DNA recovered from the precipitated chromatin was sequenced on the Illumina (Solexa) sequencing platform and mapped to the genome using the Eland alignment program. ChIP-seq data was scored based on sequence reads (length ~30 bps) that align uniquely to the human genome. From the mapped tags a signal map of ChIP DNA fragments (average fragment length ~ 200 bp) was constructed where the signal height is the number of overlapping fragments at each nucleotide position in the genome.

For each 1 Mb segment of each chromosome a peak height threshold was determined by requiring a false discovery rate <= 0.05 when comparing the number of peaks above threshold as compared the number obtained from multiple simulations of a random null background with the same number of mapped reads (also accounting for the fraction of mapable bases for sequence tags in that 1 Mb segment). The number of mapped tags in a putative binding region is compared to the normalized (normalized by correlating tag counts in genomic 10 kb windows) number of mapped tags in the same region from an input DNA control. Using a binomial test, only regions that have a p-value <= 0.05 are considered to be significantly enriched compared to the input DNA control.

Expression data generated as confirmation of the TFBS data can be found in the Yale Poly-A tracks (coming soon).

Release Notes

Update to Release 4 (Feb 2012): the GM12878/NFKB (IgG-rab) experiments and files have been revoked because the incorrect raw data files were used for generation of the processed data.

This is Release 4 (June 2011) of this track, which includes 2 additional experiments and 2 experiments, K562/NF-YA and K562/NF-YB that were present in earlier releases have been removed.

A number of previously released datasets have been replaced by updated versions. The affected database tables and files include 'V3' in the name, and metadata is marked with "submittedDataVersion=V3", followed by the specific reason. The specific reason is: Includes previously missing sequence data. Previous versions of files are available for download from the FTP site

Credits

These data were generated and analyzed by the labs of Michael Snyder, Mark Gerstein and Sherman Weissman at Yale University; Peggy Farnham at UC Davis; and Kevin Struhl at Harvard.
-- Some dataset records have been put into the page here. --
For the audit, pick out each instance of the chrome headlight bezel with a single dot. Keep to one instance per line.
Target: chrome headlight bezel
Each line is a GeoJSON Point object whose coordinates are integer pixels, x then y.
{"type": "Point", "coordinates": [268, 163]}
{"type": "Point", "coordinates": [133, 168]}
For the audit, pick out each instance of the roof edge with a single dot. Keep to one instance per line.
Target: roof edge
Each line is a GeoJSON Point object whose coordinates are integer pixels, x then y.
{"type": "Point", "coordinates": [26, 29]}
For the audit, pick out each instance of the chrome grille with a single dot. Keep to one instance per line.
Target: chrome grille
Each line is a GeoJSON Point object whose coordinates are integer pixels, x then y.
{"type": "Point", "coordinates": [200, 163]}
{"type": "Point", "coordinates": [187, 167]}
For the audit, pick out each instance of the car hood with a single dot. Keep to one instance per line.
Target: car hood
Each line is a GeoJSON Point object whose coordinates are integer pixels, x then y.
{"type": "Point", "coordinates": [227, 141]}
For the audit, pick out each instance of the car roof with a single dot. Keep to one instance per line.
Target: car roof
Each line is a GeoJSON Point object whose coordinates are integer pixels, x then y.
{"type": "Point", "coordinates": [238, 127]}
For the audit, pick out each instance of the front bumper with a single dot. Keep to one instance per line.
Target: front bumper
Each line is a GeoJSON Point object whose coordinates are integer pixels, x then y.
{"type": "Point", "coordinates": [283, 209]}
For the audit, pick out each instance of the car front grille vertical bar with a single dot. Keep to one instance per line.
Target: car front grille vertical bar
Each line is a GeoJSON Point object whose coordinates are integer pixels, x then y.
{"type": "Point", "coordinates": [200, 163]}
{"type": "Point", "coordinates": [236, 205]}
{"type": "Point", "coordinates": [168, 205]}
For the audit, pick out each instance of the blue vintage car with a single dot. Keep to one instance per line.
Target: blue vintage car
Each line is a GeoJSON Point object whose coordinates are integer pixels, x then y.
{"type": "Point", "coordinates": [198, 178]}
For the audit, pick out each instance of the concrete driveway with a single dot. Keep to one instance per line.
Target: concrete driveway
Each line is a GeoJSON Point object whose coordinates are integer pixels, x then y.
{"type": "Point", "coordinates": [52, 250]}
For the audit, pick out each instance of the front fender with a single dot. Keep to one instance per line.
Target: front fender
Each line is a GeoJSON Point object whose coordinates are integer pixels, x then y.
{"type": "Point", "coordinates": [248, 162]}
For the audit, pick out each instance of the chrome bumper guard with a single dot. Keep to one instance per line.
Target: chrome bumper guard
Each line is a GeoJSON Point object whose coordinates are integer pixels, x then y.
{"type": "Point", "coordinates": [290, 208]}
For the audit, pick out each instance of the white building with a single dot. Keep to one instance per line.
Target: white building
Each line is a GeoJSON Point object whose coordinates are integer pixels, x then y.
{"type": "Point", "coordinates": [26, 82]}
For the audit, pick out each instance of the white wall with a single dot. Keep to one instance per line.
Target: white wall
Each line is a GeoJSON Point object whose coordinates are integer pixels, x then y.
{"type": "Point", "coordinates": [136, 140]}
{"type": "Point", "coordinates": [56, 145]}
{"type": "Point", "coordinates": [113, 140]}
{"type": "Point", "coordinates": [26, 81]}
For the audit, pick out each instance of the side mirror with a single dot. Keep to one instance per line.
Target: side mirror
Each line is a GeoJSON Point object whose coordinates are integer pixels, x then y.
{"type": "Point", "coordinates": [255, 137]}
Contact: the Gerstein lab.

References

Euskirchen G, Royce TE, Bertone P, Martone R, Rinn JL, Nelson FK, Sayward F, Luscombe NM, Miller P, Gerstein M et al. CREB binds to multiple loci on human chromosome 22. Mol Cell Biol. 2004 May;24(9):3804-14.
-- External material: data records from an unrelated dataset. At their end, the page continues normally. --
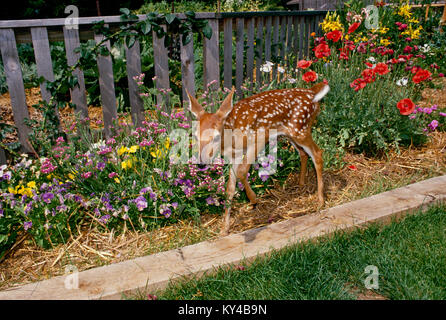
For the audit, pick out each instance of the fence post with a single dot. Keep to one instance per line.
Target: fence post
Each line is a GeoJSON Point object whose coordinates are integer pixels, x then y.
{"type": "Point", "coordinates": [14, 79]}
{"type": "Point", "coordinates": [187, 69]}
{"type": "Point", "coordinates": [107, 87]}
{"type": "Point", "coordinates": [227, 54]}
{"type": "Point", "coordinates": [78, 95]}
{"type": "Point", "coordinates": [211, 56]}
{"type": "Point", "coordinates": [2, 157]}
{"type": "Point", "coordinates": [133, 56]}
{"type": "Point", "coordinates": [161, 61]}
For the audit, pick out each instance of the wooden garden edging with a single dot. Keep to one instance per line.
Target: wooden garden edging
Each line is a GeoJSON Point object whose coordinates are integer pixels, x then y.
{"type": "Point", "coordinates": [266, 32]}
{"type": "Point", "coordinates": [155, 271]}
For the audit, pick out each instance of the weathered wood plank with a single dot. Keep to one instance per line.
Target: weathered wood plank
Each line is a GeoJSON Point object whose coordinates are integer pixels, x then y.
{"type": "Point", "coordinates": [85, 20]}
{"type": "Point", "coordinates": [276, 43]}
{"type": "Point", "coordinates": [78, 93]}
{"type": "Point", "coordinates": [307, 39]}
{"type": "Point", "coordinates": [239, 55]}
{"type": "Point", "coordinates": [133, 64]}
{"type": "Point", "coordinates": [107, 87]}
{"type": "Point", "coordinates": [161, 61]}
{"type": "Point", "coordinates": [268, 25]}
{"type": "Point", "coordinates": [296, 35]}
{"type": "Point", "coordinates": [250, 51]}
{"type": "Point", "coordinates": [2, 157]}
{"type": "Point", "coordinates": [227, 53]}
{"type": "Point", "coordinates": [283, 39]}
{"type": "Point", "coordinates": [187, 69]}
{"type": "Point", "coordinates": [42, 54]}
{"type": "Point", "coordinates": [289, 40]}
{"type": "Point", "coordinates": [155, 272]}
{"type": "Point", "coordinates": [301, 37]}
{"type": "Point", "coordinates": [211, 56]}
{"type": "Point", "coordinates": [14, 79]}
{"type": "Point", "coordinates": [259, 49]}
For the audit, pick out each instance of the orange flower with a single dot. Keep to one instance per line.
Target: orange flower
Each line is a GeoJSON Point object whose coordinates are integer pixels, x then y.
{"type": "Point", "coordinates": [381, 68]}
{"type": "Point", "coordinates": [353, 27]}
{"type": "Point", "coordinates": [322, 50]}
{"type": "Point", "coordinates": [309, 76]}
{"type": "Point", "coordinates": [406, 106]}
{"type": "Point", "coordinates": [421, 75]}
{"type": "Point", "coordinates": [334, 35]}
{"type": "Point", "coordinates": [303, 64]}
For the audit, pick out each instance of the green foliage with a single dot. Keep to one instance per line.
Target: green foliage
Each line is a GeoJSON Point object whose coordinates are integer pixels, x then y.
{"type": "Point", "coordinates": [409, 255]}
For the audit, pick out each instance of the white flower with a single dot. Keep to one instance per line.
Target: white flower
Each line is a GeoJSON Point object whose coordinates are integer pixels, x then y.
{"type": "Point", "coordinates": [267, 67]}
{"type": "Point", "coordinates": [426, 48]}
{"type": "Point", "coordinates": [402, 82]}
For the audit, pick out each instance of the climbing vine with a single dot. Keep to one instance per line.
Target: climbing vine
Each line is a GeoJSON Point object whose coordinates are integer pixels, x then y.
{"type": "Point", "coordinates": [48, 129]}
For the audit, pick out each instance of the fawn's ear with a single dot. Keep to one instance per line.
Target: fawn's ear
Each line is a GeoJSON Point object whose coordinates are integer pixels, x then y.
{"type": "Point", "coordinates": [195, 107]}
{"type": "Point", "coordinates": [226, 106]}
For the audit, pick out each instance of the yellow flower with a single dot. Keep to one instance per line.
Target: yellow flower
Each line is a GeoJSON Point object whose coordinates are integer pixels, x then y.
{"type": "Point", "coordinates": [127, 164]}
{"type": "Point", "coordinates": [384, 42]}
{"type": "Point", "coordinates": [122, 150]}
{"type": "Point", "coordinates": [332, 22]}
{"type": "Point", "coordinates": [31, 184]}
{"type": "Point", "coordinates": [133, 149]}
{"type": "Point", "coordinates": [404, 11]}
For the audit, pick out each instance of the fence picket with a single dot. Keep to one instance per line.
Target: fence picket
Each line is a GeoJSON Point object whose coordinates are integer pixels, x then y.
{"type": "Point", "coordinates": [78, 94]}
{"type": "Point", "coordinates": [250, 51]}
{"type": "Point", "coordinates": [161, 61]}
{"type": "Point", "coordinates": [14, 79]}
{"type": "Point", "coordinates": [239, 54]}
{"type": "Point", "coordinates": [259, 50]}
{"type": "Point", "coordinates": [107, 87]}
{"type": "Point", "coordinates": [211, 56]}
{"type": "Point", "coordinates": [187, 69]}
{"type": "Point", "coordinates": [43, 58]}
{"type": "Point", "coordinates": [227, 53]}
{"type": "Point", "coordinates": [133, 64]}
Euskirchen GM, Rozowsky JS, Wei CL, Lee WH, Zhang ZD, Hartman S, Emanuelsson O, Stolc V, Weissman S, Gerstein MB et al. Mapping of transcription factor binding regions in mammalian cells by ChIP: comparison of array- and sequencing-based technologies. Genome Res. 2007 Jun;17(6):898-909.

Martone R, Euskirchen G, Bertone P, Hartman S, Royce TE, Luscombe NM, Rinn JL, Nelson FK, Miller P, Gerstein M et al. Distribution of NF-kappaB-binding sites across human chromosome 22. Proc Natl Acad Sci U S A. 2003 Oct 14;100(21):12247-52.
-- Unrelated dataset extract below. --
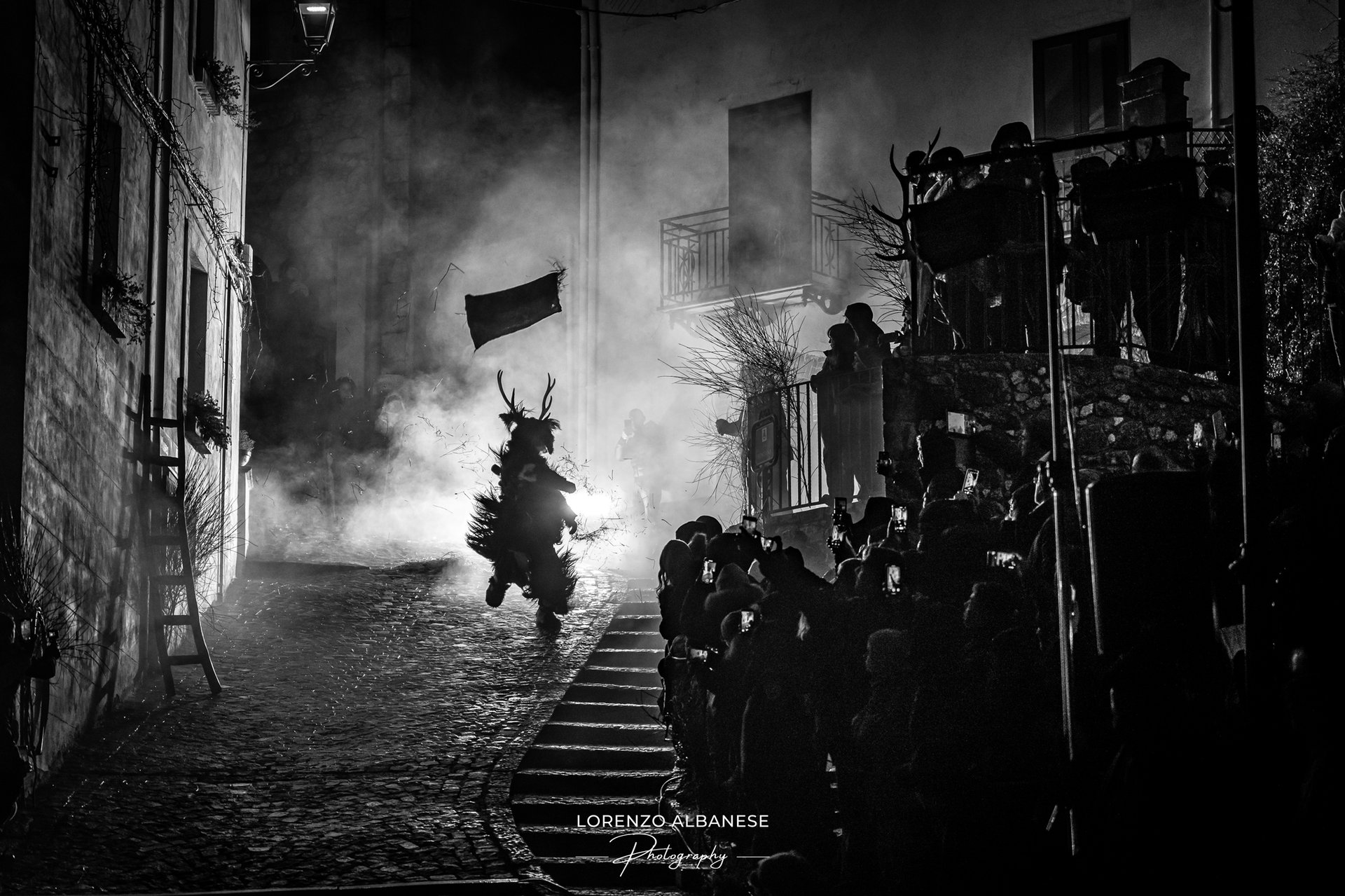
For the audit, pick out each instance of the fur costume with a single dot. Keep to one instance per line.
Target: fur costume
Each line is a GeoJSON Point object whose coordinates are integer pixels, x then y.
{"type": "Point", "coordinates": [518, 526]}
Robertson G, Hirst M, Bainbridge M, Bilenky M, Zhao Y, Zeng T, Euskirchen G, Bernier B, Varhol R, Delaney A et al. Genome-wide profiles of STAT1 DNA association using chromatin immunoprecipitation and massively parallel sequencing. Nat Methods. 2007 Aug;4(8):651-7.

Rozowsky J, Euskirchen G, Auerbach RK, Zhang ZD, Gibson T, Bjornson R, Carriero N, Snyder M, Gerstein MB. PeakSeq enables systematic scoring of ChIP-seq experiments relative to controls. Nat Biotechnol. 2009 Jan;27(1):66-75.

Data Release Policy

Data users may freely use ENCODE data, but may not, without prior consent, submit publications that use an unpublished ENCODE dataset until nine months following the release of the dataset. This date is listed in the Restricted Until column on the track configuration page and the download page. The full data release policy for ENCODE is available here.